On this day 32 years ago, a bomb was detonated on Pan Am Flight 103 – flying over Lockerbie, Scotland – that killed 270 people, including 190 Americans.
After a decades-long manhunt for the culprit, the United States Justice Department announced Monday the indictment of Abu Agela Mas’ud Kheir Al-Marimi, the suspected maker of the bomb.
“Let there be no mistake: no amount of time or distance will stop the United States, and its partners in Scotland, from pursuing justice in this case,” Attorney General William Barr told reporters.
The attack on the flight from London to New York remains the deadliest terrorist attack ever to have taken place in the United Kingdom, and the second deadliest air attack in American history; the victims included 35 Syracuse University study abroad students who were returning home for Christmas, and eleven people on the ground in Scotland.
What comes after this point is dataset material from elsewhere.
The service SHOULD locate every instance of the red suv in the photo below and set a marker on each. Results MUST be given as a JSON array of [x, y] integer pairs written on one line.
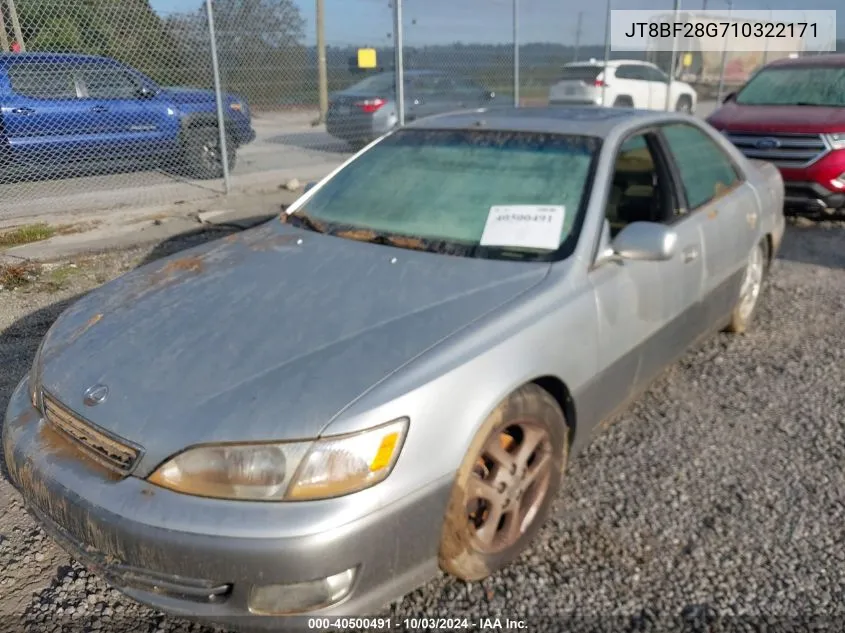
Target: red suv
[[792, 113]]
Prior to the announcement, the reputed bomber – in custody in Libya – has been interrogated, charged and found guilty of several “heinous crimes” involving explosives committed by the former regime of Muammar al-Gaddafi, according to Fox News.
Mohammed Ali Abdallah, adviser to the US-recognized Libyan government, described Ma’sud as a “very, very evil man” – a “hit man” for Gaddafi who was “called on a lot regarding timed bombings.”
Prosecutors will seek the extradition of Masud to stand trial in the U.S. for destruction of an aircraft resulting in death, as well as destruction of a vehicle by means of an explosive resulting in death.
The new charges bring Barr’s role in the investigation full circle – he was also U.S. Attorney General when charges were first announced against two Libyan suspects in 1991, BBC reports.
Barr assured that the attack would be “forever seared in our memories.”